In [3]:
# version with filter for two tables + caching

from pyspark.sql.functions import to_date, col

ctrl = spark.table("cdf_control_silver_part").filter("table_name = 'tbl_bronze'").first()
last_version = ctrl["last_version"]     #946



# find current table version
current_version = spark.sql("DESCRIBE HISTORY tbl_bronze")\
                       .selectExpr("max(version) as v")\
                       .first()["v"]

if current_version > last_version:

    # get changes and add partition_date column
    changes_df = spark.sql(f"""
    SELECT 
            timestamp,
            symbol,
            exchange,
            event_type,
            latency_ms,
            order_id,
            transaction_type,
            price,
            volume,
            bid_price,
            ask_price,
            bid_size,
            ask_size,
            canceled_order_id,
            currency,
            trade_id,
            event_id,
            EventProcessedUtcTime,
            PartitionId,
            EventEnqueuedUtcTime   
    FROM table_changes('tbl_bronze', {last_version})
    WHERE _change_type = 'insert'
    """)

    with_date = changes_df \
    .withColumn("partition_date", to_date(col("timestamp"))) \
    .cache()                   #  cacheujemy wynik

    # filter once per cached object
    usd_df = with_date.filter(col("currency") == "USD")
    wrong_df = with_date.filter(col("currency") != "USD")

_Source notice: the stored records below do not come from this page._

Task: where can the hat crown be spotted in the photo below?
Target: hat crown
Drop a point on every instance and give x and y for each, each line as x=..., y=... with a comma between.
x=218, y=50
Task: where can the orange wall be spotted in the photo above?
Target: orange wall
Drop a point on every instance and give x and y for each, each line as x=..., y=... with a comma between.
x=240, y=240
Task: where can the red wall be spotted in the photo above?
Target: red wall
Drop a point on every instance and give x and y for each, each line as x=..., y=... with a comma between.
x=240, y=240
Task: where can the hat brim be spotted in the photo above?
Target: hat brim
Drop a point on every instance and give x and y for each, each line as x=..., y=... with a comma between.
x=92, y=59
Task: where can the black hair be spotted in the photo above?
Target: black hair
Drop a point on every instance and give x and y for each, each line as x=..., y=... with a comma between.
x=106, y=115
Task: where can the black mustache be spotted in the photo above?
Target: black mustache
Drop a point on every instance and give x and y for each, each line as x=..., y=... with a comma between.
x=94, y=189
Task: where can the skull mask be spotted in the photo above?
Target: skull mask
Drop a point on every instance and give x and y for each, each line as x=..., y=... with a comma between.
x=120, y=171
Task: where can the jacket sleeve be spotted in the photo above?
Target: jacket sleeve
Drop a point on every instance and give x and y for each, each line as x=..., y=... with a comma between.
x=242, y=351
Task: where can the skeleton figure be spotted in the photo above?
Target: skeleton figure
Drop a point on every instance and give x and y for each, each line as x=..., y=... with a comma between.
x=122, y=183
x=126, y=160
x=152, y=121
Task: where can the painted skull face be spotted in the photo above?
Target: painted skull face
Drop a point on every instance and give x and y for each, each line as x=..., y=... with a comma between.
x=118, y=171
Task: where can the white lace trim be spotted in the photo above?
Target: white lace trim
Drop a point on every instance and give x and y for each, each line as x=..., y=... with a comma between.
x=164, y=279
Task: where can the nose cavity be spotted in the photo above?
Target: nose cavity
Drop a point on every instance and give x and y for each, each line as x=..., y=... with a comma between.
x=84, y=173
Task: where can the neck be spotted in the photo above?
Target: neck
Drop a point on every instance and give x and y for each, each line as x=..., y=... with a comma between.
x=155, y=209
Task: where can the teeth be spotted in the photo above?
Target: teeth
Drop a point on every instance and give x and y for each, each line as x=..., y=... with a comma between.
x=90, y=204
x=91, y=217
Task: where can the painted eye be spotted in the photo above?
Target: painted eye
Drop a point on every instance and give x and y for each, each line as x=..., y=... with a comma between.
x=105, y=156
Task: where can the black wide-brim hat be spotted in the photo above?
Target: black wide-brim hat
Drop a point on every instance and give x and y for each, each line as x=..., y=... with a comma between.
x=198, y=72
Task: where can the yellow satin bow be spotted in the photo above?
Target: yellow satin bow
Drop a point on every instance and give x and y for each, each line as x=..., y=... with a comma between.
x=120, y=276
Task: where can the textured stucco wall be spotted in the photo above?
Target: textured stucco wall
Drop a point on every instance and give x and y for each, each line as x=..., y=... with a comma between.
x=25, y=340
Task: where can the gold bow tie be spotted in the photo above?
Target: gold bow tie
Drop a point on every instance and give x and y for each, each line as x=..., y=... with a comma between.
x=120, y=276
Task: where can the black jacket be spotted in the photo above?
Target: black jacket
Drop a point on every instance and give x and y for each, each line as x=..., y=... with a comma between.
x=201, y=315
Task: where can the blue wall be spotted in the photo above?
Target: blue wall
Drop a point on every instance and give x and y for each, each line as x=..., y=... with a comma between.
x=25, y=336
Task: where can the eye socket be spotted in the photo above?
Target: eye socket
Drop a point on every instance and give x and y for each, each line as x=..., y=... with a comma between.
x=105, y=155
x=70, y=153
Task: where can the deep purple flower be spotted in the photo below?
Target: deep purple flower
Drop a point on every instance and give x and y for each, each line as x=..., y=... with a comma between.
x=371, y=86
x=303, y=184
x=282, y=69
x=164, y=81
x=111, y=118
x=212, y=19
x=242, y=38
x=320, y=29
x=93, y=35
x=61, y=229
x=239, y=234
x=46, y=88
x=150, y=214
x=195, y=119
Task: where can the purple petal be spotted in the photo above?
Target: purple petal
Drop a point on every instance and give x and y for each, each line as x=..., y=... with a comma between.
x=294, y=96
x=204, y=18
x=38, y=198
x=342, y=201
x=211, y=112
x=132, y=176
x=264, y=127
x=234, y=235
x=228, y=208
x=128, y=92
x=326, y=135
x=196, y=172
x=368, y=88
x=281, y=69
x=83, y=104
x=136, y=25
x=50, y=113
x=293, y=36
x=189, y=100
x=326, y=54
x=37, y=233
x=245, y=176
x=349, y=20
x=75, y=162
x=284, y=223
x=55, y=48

    # save both together, but without recalculating
    usd_df.write \
        .format("delta") \
        .mode("append") \
        .saveAsTable("tbl_silver_part")

    wrong_df.write \
        .format("delta") \
        .mode("append") \
        .saveAsTable("tbl_silver_wrong_currency")

    # refresh the control table
    spark.sql(f"""
    UPDATE cdf_control_silver_part
    SET last_version = {current_version}
    WHERE table_name = 'tbl_bronze'
    """)

else:
    print("Brak nowych zmian do przetworzenia.")


StatementMeta(, 2f7629e2-8f8a-4935-8cce-3c344bb56654, 5, Finished, Available, Finished)